The post war euphoria and the loosening of social mores during the 1920s in defiance of prohibition provided the perfect atmosphere for jazz and ragtime.  The latter was used as a vehicle for more than a hundred wild dances; the best remembered being the Charleston and the Black Bottom.  Both of these originated in the black communities of the Deep South, but were quickly appropriated by white “flappers”.

In the late twenties, New York clubbers adapted the Charleston into the Lindy Hop (named after Charles Lindbergh), which in turn evolved into the Jitterbug.  This was so called because the apparently uncontrolled dancing reminded people of drunks with the “jitters”.  Now we had something that looked remarkably like the rock'n'roll or jive that we know today.

Early jukebox

 Another significant landmark of this time was the appearance of the jukebox.  The word may come from the "jook house", a term used to describe out of the way shebeens used by southern field workers for dancing, drinking and of course “jassing”.  The jukebox provided the only outlet for black recording artists; they were excluded from the main radio channels, and were to remain so for another twenty years.

With the ending of prohibition, and the gradual merging of mainstream jazz with the Big Band sound, jazz became more acceptable to the general public.  Within a decade, bandleaders such as Duke Ellington and Count Basie were playing to full houses.  During this time the older Blues sound had not gone away, and indeed gained a new lease of life thanks to a young man called Robert Dodds.  Doomed to die young before the decade was out, he is better known today as Robert Johnson, the doyen of the Delta Blues.

For one young man, born just three years after Robert Johnson, the forties were to make his name.  Not the name he was born with; as McKinley Morganfield he might not have had quite the same success.  As Muddy Waters, however, he was to be the inspiration for many of the great pioneers of rock'n'roll.

The decade ended with a boogie tune which, had the term been invented, might have been thought of as early rock'n'roll; Antoine “Fats” Domino was a 21 year old from a musical New Orleans family.  He drew his musical inspiration from ragtime and blues, and was playing piano at the Hideaway club in the city of his birth when he recorded a song called “The Fat Man”.  It sold more than a million copies.

In 1951, in Cleveland, Ohio, disk jockey Alan Freed wanted to avoid the phrase “Rhythm and Blues” for his show; this was what black people called the new music which he loved and played all the time.  No racist himself, he feared the term would alienate white listeners.
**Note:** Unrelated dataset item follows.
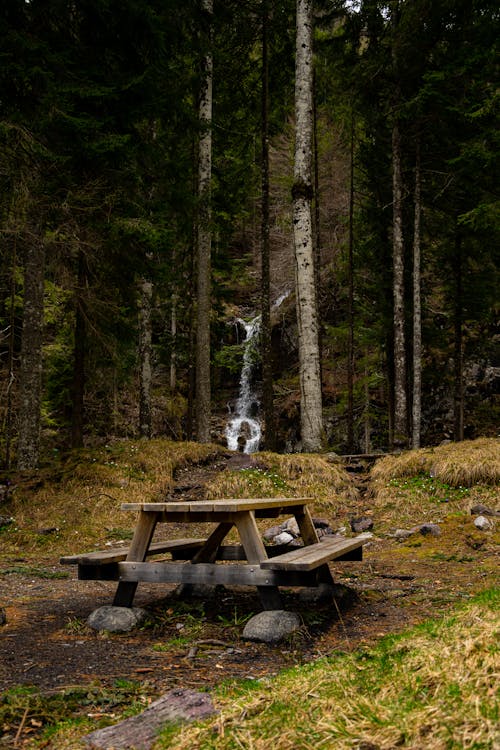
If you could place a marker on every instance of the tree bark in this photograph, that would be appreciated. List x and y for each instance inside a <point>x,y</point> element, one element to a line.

Famously, he coined the phrase “rock'n'roll”.  What he didn’t know was that in the black community, the expression had the same sexual connotation as “jass” half a century earlier!

It was not, however, until 1954 that the first pure rock'n'roll record took the world by storm.  The writer was Charles Calhoun, aka Jesse Stone, who worked for Atlantic Records.  (His mentor was a man rejoicing in the name of Ahmet Ertegün, who is well worth looking up). In the spring of that year, he wrote Shake, Rattle and Roll for Big Joe Turner.   Six months later Bill Haley, a country dance band leader who sensed the spirit of the times, took it to the top twenty on both sides of the pond with his band The Comets.
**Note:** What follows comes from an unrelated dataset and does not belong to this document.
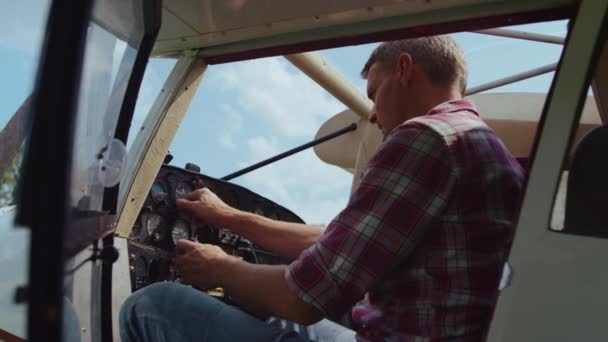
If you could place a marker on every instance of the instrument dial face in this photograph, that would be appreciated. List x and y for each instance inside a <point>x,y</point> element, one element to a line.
<point>153,222</point>
<point>182,190</point>
<point>180,231</point>
<point>158,188</point>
Bill Haley changed many words he considered suggestive.  It seems amazing today that “you're a devil in nylon hose” could be deemed offensive, but he was aiming at a white, middle class audience in an era of relative innocence.  Haley topped the charts on both sides of the Atlantic the following year with Rock around the Clock, from the soundtrack for the notorious 1955 film Blackboard Jungle.

It’s difficult to say exactly how many rock'n'roll records entered the USA charts in the early years, because there were many different ways of working out the Top Twenty; Billboard magazine alone published four different versions.  In the UK, where the rise of rock'n'roll exactly matched America, there were just three top twenty rock'n'roll hits in the UK during 1955.  Within two years there were more than 70 rock'n'roll records in the British charts, and by 1958 rock'n'roll completely dominated the market.  Music would never be the same again.